Will you be hiking alone? If not, then do like we do and carry different types of stoves. My oldest boy (18) has a Jetboil and loves it. He also doesn't mind carrying the cartridges. My youngest son (9) uses an esbit stove. My preference is a Pocket Rocket but I also nest a Starlyte into a Fancee Feast.

jima59
02-11-2011, 22:43
love the svea, had one about 30 years ago. To me they are worth the weight. Easy to prime.

JohnEbner
02-12-2011, 23:07
Started with alcohol and changed to the Coleman F1 UL canister stove. I recently tried going back to alcohol for solo use and think I will stick with that. I'll stay with the canister stove for anything other than solo though.

leaftye
02-12-2011, 23:22
The new Soto liquid fuel stove looks nice. They say they use as much metal as possible in the pump, which should make it better than the weak plastic pump that MSR sells.

SassyWindsor
02-13-2011, 01:22
At first, I purchased a zip solid fuel(wood) stove to alleviate problems with air travel, never would have thought I'd never go back to a petrol burner. It happened, I realized I didn't need to get off trail to search for fuel, Changed my menu to things I prepare at home, such as uncooked rice, grilled steak, etc etc. I eat as good on the trail as I do at home. Melt ice and boil all the water I require. All because the fuel is just lying on the ground. After a learning curve and experimentation you'll not go back to a petrol stove. If you're an occasional or section type hiker I guess it really doesn't matter what kind of stove you use.

leaftye
02-13-2011, 04:23
The stove I'm interested in is in the Soto OD-1NP Muka Stove. It's a multi-fuel stove that weighs 11.2 ounces for the stove and fuel canister. Bomber. Multi-fuel. Simmers.

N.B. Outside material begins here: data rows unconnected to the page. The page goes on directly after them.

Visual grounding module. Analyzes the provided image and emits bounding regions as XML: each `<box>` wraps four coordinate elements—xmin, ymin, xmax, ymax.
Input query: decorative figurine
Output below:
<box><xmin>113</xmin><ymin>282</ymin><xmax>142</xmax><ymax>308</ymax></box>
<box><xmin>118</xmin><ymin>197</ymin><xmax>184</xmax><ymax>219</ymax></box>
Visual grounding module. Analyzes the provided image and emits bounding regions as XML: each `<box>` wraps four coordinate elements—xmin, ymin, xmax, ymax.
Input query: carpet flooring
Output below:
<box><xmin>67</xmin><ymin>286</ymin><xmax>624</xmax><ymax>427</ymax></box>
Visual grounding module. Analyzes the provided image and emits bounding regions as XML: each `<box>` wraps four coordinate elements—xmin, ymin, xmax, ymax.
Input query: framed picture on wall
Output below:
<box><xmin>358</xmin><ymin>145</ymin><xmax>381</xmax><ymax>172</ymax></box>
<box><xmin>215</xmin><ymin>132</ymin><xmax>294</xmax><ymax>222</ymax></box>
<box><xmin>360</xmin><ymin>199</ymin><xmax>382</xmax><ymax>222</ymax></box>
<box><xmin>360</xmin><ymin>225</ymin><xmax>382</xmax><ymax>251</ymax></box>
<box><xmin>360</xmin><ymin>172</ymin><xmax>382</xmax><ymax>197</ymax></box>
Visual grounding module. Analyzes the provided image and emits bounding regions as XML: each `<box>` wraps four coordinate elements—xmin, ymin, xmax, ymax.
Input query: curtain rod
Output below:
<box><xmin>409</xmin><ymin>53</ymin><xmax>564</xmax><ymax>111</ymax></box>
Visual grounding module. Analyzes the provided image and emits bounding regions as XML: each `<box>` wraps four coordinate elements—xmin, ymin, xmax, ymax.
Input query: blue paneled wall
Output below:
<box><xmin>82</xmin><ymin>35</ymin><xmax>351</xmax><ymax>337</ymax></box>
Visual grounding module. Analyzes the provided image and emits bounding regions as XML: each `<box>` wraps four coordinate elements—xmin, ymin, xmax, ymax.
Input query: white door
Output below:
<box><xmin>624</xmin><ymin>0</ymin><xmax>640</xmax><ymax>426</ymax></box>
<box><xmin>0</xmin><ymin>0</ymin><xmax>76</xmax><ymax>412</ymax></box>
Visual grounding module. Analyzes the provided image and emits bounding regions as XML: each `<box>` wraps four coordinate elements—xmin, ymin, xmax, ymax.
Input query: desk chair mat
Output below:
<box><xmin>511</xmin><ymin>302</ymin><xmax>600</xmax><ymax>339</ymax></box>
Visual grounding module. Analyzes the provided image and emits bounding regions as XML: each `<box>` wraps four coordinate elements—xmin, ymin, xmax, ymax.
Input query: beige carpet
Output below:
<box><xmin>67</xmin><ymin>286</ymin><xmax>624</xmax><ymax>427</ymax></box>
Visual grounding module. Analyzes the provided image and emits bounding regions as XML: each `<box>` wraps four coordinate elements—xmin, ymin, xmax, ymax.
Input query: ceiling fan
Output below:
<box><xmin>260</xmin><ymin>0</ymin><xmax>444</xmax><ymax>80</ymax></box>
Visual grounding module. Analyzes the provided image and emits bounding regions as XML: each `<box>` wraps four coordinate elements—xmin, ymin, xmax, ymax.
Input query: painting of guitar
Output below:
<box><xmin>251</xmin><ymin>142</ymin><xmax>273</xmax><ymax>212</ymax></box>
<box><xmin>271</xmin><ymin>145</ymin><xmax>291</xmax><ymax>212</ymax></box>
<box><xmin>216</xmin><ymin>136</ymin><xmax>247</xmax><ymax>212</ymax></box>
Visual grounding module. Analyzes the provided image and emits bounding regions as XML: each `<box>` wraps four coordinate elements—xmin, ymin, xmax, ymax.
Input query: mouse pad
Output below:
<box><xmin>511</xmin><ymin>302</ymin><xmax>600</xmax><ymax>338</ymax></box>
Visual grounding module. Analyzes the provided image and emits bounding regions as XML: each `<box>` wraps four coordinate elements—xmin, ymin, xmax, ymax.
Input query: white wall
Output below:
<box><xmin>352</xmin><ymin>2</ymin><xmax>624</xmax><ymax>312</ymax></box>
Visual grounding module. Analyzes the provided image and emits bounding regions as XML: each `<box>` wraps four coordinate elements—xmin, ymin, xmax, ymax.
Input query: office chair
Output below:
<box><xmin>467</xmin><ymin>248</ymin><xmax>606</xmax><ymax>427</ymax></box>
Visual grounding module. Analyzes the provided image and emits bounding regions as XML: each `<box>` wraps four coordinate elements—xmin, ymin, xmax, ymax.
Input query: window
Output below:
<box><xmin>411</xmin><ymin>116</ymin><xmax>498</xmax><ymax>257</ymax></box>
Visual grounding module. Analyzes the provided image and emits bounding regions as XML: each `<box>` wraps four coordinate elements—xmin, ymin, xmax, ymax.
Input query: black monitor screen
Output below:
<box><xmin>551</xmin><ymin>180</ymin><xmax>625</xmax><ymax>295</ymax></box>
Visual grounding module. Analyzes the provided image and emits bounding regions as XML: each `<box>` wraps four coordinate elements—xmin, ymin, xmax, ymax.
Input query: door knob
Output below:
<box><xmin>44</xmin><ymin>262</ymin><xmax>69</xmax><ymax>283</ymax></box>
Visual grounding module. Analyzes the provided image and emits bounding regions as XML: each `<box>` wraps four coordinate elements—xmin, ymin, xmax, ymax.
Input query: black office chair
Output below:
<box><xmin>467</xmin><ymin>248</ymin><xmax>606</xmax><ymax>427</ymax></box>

But I'm more interested in the Boilerwerks (www.theboilerwerks.com)wood burning kettle. I'm normally not interested cooking, but this provides a fairly light and compact way to be able to boil unlimited amounts of water.

jima59
02-26-2011, 18:03
My only extended trip I used a svea from Springer to Damascus. Lost all my gear the next year when my VW broke down and got towed, never recovered anything. Know my next stove will be a svea again, worth the extra weight for reliability even in the wind.

JaxHiker
02-28-2011, 10:29
The Svea is a great stove if you don't mind the weight.